Software Dependencies: In BInt, software domains are treated equally, i.e. a process running in one software domain can load a binary of another software domain. If a user accidentally installs a malicious binary, it can be loaded into all processes. To prevent this, we can incorporate software dependencies into BInt, so that a process can load a binary if the software group of the process depends on the group of the binary. This adds a partial order relation while BInt only needed equality. For example, the dependencies can specify a plugin of a web browser can only be loaded by the browser but not other software. The dependency information can either be specified during software installation or come from a trusted third party such as the software developers.

Sandboxed Domains: BInt requires i-mode to first install software before use, which may be considered troublesome to some users, i.e. users expect to be able to run a software immediately after downloading. We can use the idea of a sandboxed domain to allow immediate execution while still prevent the new binary from being loaded by other software. Binaries created by d-mode or t-mode process are assigned a new sandboxed software domain (instead of \(\bot \) in BInt) – the new domain is denoted by \(newsb\). Any binary can be executed in d-mode but if the binary is from a sandboxed domain, the process label also becomes sandboxed (a modification of R11). Thus, a downloaded binary can be executed immediately. However, to prevent malware from automatically executing downloaded binaries, when a sandboxed domain is executed for the first time, a UI prompt (with the creator’s software domain, creation time, binary path, etc.) will ask for permission.

In summary, we have proposed a flexible family of binary integrity models which are designed to handle dynamic creation, modification and deletion of binaries in their lifecycle. Our models combine integrity of the binaries together with trust to protect against typical attack vectors which exploit the use of binaries which is a major headache in Windows. Our models are suitable as a security enhancement for Windows since the large attack surface of Windows leads to many binary attacks which BInt models prevent. Our prototype demonstrates that these models are practical and easy to use. As binary attacks are commonplace in Windows, we believe what is needed are simple policy mechanisms which give a good tradeoff between usability and security. BInt does not deal with code injection attacks but it can be combined with other runtime security mechanisms which do that, e.g. ASLR, NX, etc.

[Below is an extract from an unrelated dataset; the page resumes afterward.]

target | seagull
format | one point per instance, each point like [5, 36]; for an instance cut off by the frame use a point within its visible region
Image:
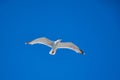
[56, 45]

While we have focused on Windows, the BInt models are general and can be applied to other operating systems. Although Windows is where BInt would have the biggest benefit, there are also documented attacks on Unix such as autorun-style USB attacks in Linux [6] and the Flashback and Mac Defender malware on Mac OSX. We also propose FInt as a conservative extension of BInt to protect the integrity of non-binary files. We believe that the recent ShellShock bug in bash (a script injection vulnerability regarded as critical in most Unix/Linux systems) can be mitigated with extensions to our models.